The mouse’s whiskers tickled my ear again, this time in quick, staccato bursts: it was laughing. “It can be easy to forget, Priestess, that you are in some ways less attuned to the world around you than we are, for you do not need to be: in your divinity, you may face all challenges without flinching, without need to be prepared to scurry and hide. The air passes through the wall, and will ruffle my fur and carry the scent of such dangers as might await us beyond the veil that is no veil. I will lead you true, Priestess. You will be Proud of Me.”

“You’re riding my shoulder into the dark below a theater, where no one can hear us scream. Trust me, mouse, I’m already proud of you.”

I couldn’t see the mouse on my shoulder, but I could feel it puffing out its fur with satisfaction and delight. Sometimes it was easy to keep the Aeslin happy.

Sometimes it was incredibly hard.

My foot hit the bottom of the stairs as I passed outside the sphere of the last of the overhead lights. Darkness fell, surprisingly profound, especially considering how close I was to the stairway. Glancing upward, I could see the naked bulbs glittering like beckoning stars, offering an escape from the certain death that waited up ahead.

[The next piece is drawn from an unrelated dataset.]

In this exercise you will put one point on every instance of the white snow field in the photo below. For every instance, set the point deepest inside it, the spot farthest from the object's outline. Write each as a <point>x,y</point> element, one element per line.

That, too, was hidebehind work. They were good at all sorts of illusion, from visual to emotional, and they never missed a trick.

“Now where?”

“Walk forward, Priestess, and do not be afraid; the wall will not harm you.”

Being afraid of a wall was only common sense, considering I was walking blindly into the dark. The mice were good about not steering us wrong. I took a deep breath and kept going, taking three long steps into the black—

—and into the light. One second I was in the dark underground hall, and the next I was in another, much brighter hall. The overhead lights were equipped with small button shades that distributed their illumination smoothly over the entire area, putting the mold-speckled walls and linoleum floor on full display. It was clear no one had done any cleaning down here in quite some time.

It was equally clear that people had lived here, once. The linoleum was the sort usually installed in low-rent apartment buildings and public kitchens, places where mud might be tracked in from the outside, where children played and messes were made. It didn’t look industrial or cold. It looked like the front hall of a community center, one that had been inexplicably abandoned by its residents.

Or maybe not so inexplicably. The entry was hidebehind construction, and the hidebehinds had been a part of the original community. They must have left with the rest, either because they no longer felt safe, or because they couldn’t bring in the supplies they needed without passing through the human-controlled parts of the building. I looked up, following the exposed wiring between the lampshades. It vanished into the corner of the hall. I was willing to bet that this hallway, and any others like it, had been illicitly wired into the city power grid, providing a low drain so constant that no one had ever noticed it.

“This is where you left the other group, right?” I asked.

“Yes, Priestess,” squeaked the mouse. “They were to continue searching the rooms until their shift passed, or one came seeking them.”

“Okay, that’s good. That means we’re not totally alone down here.” I started walking forward. Either the hidebehinds hadn’t made any effort to conceal the doors on the other side of their clever gate, or there were more rooms down here than made sense, strictly speaking. It seemed like I passed a room every five or six feet. Most of the doors were closed, but the space between them and the floor was enough for a determined Aeslin mouse to squeeze through.

“Shall I call them for you, Priestess?”

“Yes, why don’t you d—” I stopped mid-word. “Wait.”

There were footsteps coming down the hall, sharp and quick and unmistakably bipedal. They were coming toward us from around a corner up ahead.